The tech sector has been in the limelight on the ASX as the WAAAX stocks (WiseTech, Appen, Afterpay, Altium and Xero) soar to amazing heights.
In the past two years their combined market capitalisation is up fivefold to $28 billion. This has led many market commentators to postulate that a day of reckoning must be coming soon.
WiseTech and Afterpay have price-to-sales ratios of 30, and of the three stocks that are profitable PE ratios range from 62 to 166. Only an outstanding growth trajectory will justify these heady valuations in the long run.
But not all ASX-listed technology stocks are soaring.
Citadel Group (ASX: CGL) is sitting 53% below its 12-month-high price. This has followed interim results that did not meet expectations, the resignation of the company founder as a director and most recently a disappointing earnings downgrade for the 2019 financial year.
The company is undergoing a transition as it shifts to a different revenue model. The question is: has the market over-reacted to the disappointments of recent months and undervalued the long-term prospects of the business?
Citadel is a technology business.
It builds enterprise software solutions for large clients such as governments, defence, education providers, corporates and healthcare organisations. Traditionally this has been in the form of long-term managed services contracts.
Contracts typically average four years in duration. These types of contracts accounted for 84% of revenue three years ago but have now declined to 66%.
The declining contract revenue has been more than made up for by an increase in software as a service (SaaS) revenue, which is now responsible for 34% and is viewed as the path to future growth. At the half-year results Citadel had eight clients utilising 26,000 seats (users).
Another 100,000 seats were under negotiation and it is targeting 200,000 seats by the end of the 2020 financial year.
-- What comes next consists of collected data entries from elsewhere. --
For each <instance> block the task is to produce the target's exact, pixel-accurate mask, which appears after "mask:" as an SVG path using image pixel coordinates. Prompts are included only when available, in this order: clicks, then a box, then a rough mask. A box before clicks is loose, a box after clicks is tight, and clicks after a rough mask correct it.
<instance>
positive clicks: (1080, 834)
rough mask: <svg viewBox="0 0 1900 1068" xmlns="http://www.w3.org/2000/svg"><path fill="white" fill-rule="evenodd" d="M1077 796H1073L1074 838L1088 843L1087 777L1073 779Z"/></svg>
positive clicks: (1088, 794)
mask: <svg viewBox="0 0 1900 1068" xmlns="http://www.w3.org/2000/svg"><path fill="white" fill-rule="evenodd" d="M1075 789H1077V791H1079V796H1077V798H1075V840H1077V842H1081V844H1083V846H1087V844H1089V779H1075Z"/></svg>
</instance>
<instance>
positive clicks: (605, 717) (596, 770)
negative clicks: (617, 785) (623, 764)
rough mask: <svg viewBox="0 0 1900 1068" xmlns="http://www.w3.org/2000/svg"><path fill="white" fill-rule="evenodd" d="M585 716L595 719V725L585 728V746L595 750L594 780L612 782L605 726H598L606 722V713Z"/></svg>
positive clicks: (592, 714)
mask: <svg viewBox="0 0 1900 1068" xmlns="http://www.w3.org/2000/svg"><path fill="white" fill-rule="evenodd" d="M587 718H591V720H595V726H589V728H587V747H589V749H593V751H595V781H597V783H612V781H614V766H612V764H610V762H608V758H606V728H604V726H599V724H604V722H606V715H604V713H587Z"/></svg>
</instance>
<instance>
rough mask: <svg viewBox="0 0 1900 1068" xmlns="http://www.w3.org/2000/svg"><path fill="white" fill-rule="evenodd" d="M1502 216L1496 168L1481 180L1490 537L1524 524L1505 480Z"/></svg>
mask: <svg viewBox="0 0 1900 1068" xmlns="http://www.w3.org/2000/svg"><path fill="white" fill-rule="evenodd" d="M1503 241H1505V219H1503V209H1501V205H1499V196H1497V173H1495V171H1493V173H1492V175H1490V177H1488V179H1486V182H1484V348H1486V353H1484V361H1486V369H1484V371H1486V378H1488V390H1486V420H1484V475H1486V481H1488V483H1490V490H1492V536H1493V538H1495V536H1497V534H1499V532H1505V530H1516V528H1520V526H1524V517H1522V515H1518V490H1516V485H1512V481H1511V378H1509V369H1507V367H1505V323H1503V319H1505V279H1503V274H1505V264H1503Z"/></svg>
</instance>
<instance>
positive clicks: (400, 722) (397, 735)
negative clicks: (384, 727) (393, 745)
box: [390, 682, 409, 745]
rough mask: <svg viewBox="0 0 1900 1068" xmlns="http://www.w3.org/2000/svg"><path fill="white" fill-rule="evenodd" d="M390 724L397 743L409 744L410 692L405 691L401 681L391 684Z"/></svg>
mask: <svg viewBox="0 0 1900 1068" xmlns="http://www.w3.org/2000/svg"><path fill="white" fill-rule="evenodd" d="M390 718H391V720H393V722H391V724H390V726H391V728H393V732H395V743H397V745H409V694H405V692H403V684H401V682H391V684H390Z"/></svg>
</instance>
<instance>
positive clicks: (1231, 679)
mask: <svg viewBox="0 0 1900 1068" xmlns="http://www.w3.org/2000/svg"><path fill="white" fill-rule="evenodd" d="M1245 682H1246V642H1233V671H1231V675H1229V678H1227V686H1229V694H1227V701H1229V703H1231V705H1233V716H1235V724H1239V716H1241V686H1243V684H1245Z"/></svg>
SaaS contracts generate less in upfront fees but have higher value over the lifetime of a customer.
They allow the business to grow by adding scale at a lower marginal cost and spread income over a wider base of customers.
Citadel refers to the most secure part of a medieval castle. This name reflects the emphasis of its solutions on information security.
This is essential for areas such as defence, government and health. It is also a growing area in financial services, where the fallout from the royal commission has resulted in even greater emphasis on compliance and data integrity.
To this end, Citadel announced the acquisition of Noventus at the end of May.
Noventus has a strong position in defence and national security. The acquisition is expected to provide an immediate uplift to earnings per share before considering the benefits of any consolidation synergies.
The earnings downgrade in May was blamed on customers pushing out projects into the 2020 financial and also a lower level of customer spending in the final quarter of 2019.
Some of this is attributable to the federal election, with government departments waiting until the election result was known before committing to further spending. The upshot is revenue for 2019 will probably be lower than in 2018 and earnings per share could fall by as much as 50%.
Returning to the comparison with the WAAAX stocks, Citadel is trading on a historical price-to-sales ratio of two and a PE ratio of 13, a different realm from WAAAX.
Looking at the forecast valuations, the PE ratio is much higher given the lower expected earnings.
Whether it represents value all depends on Citadel’s ability to turn the growth potential into reality. It has a strong base on which to build and if it demonstrates it can turn earnings around it could also lead to a rerating of the valuation multiples.
An investment in Citadel at the moment requires faith that it has the people, processes and software to build a growing revenue stream well into the future and that the expected declines in revenue and earnings are a blip on the trajectory and not a sign that the business has peaked.
Most businesses that succeed in the long term undergo pivots in their strategy along the way. That can be a nervous time for all involved, but it can also be the time of greatest opportunity.